La bibliothèque libre.
Correspondance : année 1764GarnierŒuvres complètes de Voltaire, tome 43 (p. 287-288).
5725. — À M. DAMILAVILLE.
26 juillet.

On dit frère Protagoras[1] malade : Dieu nous le conserve, mon cher frère ! car, sans lui et frère Platon, que deviendraient les initiés ?

Faudra-t-il donc que je meure sans avoir vu les derniers tomes[2] de cette Encyclopédie dont j’attends mon salut ? Dieu veuille que ces derniers tomes soient cent fois plus forts que les premiers ! C’est ainsi qu’il faut répondre aux persécuteurs.

On en est en Hollande à la troisième édition de la Tolérance ; cela prouve qu’on est plus raisonnable en Hollande qu’à Paris. Par quelle fatalité craint-on toujours la raison dans votre pays ? est-ce parce que les Welches ne sont pas faits pour elle, ou est-ce parce qu’ils la saisiraient avec trop d’empressement ? Que nos frères de Paris se consolent au moins par les progrès que fait la vérité dans les pays étrangers ; ils sont prodigieux. Presque tous les juifs portugais répandus en Hollande et en Angleterre sont convertis à la raison : c’est un grand pas, comme vous savez, mon cher frère, vers le christianisme. Pourquoi donc tant craindre la raison chez les Welches ? Ô pauvres Welches ! ne serez-vous célèbres en Europe que par l’Opéra-Comique ?

M. Panckoucke est tout effaré de ce qu’une partie de sa lettre a couru ; il dit qu’il la désavouera[3]. J’ai la lettre signée de sa main, et je la ferai contrôler comme un billet au porteur. Ce que j’ai, je crois, de meilleur à faire, c’est de vous envoyer l’original. Vous verrez qu’on ne l’a point falsifié, et vous serez à portée de convaincre les incrédules pièces en main.

Mon cher frère aura, dans quinze jours, un petit paquet qu’un Genevois venu d’Angleterre lui apportera.

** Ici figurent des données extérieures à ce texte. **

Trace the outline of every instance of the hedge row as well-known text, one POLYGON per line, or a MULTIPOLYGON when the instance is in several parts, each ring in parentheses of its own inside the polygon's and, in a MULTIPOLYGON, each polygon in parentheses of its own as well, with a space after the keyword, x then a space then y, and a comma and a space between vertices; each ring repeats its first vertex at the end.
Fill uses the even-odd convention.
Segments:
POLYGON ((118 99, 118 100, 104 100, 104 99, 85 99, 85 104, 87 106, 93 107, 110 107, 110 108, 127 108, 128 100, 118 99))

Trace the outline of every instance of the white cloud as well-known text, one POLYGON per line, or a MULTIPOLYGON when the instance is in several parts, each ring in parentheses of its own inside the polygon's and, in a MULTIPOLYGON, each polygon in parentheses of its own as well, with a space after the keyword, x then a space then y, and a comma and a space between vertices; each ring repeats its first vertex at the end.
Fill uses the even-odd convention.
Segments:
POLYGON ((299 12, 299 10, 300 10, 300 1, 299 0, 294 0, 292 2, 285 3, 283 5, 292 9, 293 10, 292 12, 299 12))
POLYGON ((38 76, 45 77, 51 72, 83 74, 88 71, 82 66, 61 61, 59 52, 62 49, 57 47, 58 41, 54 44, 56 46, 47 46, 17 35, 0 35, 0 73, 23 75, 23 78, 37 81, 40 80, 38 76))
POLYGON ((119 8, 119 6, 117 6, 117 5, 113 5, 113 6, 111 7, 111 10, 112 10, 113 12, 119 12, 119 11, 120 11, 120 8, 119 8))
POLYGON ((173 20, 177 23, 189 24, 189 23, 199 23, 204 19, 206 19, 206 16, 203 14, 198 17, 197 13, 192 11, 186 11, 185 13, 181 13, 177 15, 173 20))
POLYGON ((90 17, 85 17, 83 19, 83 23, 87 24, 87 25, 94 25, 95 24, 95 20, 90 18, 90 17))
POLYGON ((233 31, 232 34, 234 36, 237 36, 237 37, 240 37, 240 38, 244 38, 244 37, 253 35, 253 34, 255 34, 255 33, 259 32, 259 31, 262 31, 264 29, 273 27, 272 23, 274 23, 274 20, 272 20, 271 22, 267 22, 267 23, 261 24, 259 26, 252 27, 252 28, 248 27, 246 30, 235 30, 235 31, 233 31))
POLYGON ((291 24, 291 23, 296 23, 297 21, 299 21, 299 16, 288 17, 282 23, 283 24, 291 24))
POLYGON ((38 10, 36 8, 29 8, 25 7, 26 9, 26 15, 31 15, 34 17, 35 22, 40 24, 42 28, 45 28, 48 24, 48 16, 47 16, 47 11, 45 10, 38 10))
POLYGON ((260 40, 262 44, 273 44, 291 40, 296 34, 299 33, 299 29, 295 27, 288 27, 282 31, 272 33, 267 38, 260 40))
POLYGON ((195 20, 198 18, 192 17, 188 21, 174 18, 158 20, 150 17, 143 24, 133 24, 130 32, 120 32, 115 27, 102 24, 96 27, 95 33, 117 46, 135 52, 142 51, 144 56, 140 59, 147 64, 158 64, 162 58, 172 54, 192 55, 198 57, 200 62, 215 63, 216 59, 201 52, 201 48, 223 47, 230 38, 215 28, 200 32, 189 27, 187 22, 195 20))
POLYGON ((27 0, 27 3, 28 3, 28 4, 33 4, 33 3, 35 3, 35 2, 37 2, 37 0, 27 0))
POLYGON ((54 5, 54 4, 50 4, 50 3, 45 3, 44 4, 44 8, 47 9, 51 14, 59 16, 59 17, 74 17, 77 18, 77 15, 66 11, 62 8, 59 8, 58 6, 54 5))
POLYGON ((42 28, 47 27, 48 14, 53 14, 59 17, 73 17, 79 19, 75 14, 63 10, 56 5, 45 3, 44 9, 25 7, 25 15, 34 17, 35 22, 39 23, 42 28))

Je suis bien malade, mais je combats jusqu’au dernier moment pour la bonne cause. Ècr. l’inf…[4].

  1. Protagoras et Platon désignent d’Alembert et Diderot.
  2. Ils ne parurent qu’en 1765, mutilés par l’imprimeur Lebreton (voyez la note, tome XLII, page 412). Voltaire ne les reçut qu’en 1766 : voyez sa lettre à Damilaville, du 4 février 1766.
  3. C’est ce qu’il a fait ; voyez tome XXV, page 254.
  4. Il y a ici dans Beuchot une lettre à M. Fabry que nous avons donnée tome XL, page 482.